Data Nodes role in the cluster
Data Nodes play an important role in HDFS since it is in data nodes that the actual information is present.
- The data nodes can communicate with the Name Node; they can send block reports and heartbeats to the Name Node.
- The data nodes can communicate with the client code and also with the other data nodes present in the cluster.
- Here are some of the functions of the data nodes:
- The data nodes can allow clients to read the blocks from them. When the client is reading the blocks they don’t go through the Name Node; the clients can directly go to the data nodes and read the blocks.
- The data nodes allow clients to write data to them.
- Data nodes can copy blocks, according to instructions from Name Node from one directory to another. The data nodes can also delete blocks as per the instructions from the Name Node. Hence, data nodes follow instructions of the Name node.
- On start up the data nodes send block reports to the Name node; block report is nothing but the information regarding the data blocks that the particular name node contains. Depending on this information, the Name node can calculate whether the blocks were under replicated or over replicated.

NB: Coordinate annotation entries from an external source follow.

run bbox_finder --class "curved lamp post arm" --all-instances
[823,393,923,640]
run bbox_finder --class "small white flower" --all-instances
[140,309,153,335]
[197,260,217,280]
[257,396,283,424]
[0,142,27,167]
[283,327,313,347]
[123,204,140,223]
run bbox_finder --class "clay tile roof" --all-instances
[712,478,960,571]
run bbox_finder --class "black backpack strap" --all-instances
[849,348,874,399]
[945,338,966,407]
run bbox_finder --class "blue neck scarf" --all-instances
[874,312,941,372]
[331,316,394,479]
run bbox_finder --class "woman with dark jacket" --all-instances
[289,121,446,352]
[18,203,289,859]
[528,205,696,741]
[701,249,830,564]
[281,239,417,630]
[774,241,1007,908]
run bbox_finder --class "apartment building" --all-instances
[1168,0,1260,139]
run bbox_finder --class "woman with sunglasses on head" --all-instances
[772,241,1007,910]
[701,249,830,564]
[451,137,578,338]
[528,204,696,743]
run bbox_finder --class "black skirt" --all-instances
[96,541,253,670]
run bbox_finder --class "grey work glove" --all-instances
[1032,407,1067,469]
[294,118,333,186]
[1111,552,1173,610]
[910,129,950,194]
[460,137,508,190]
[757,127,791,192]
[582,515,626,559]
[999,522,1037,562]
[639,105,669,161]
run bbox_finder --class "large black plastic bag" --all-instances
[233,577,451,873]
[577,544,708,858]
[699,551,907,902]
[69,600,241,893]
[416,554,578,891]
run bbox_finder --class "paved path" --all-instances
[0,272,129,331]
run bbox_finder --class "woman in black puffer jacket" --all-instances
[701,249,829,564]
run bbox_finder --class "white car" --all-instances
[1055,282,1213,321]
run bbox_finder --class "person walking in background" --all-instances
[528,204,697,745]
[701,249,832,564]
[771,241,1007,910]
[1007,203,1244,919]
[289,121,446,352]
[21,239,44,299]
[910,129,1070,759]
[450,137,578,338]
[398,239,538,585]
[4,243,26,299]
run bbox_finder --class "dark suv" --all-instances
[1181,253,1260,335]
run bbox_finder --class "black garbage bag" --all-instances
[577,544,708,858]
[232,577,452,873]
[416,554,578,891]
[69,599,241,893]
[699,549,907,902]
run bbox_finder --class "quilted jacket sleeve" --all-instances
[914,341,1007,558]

- Data nodes can also receive blocks from other data nodes during the pipeline process.
These are some of the functions of the data node.
- During the start-up of the data node, it will first register to the Name node. Then it will send some heartbeats, signals and block reports to the name node.
- The heartbeat signal is an indication that is sent to the Name node regularly, at some prescribed time interval to indicate that that particular data node is alive and working. In response to these heartbeat signals, the Name node will send some commands back to the data node, which are then executed by the data node. The heartbeat signals are sent every 3 seconds by default.
- Block report is the list of healthy blocks currently present in the data node. The block report is sent by the data node to the Name node. The blocks report is sent to the Name node every one hour by default.
- When a new block is received by the data node it again sends a short report as the acknowledgment that the block has been received. This is called a block received signal.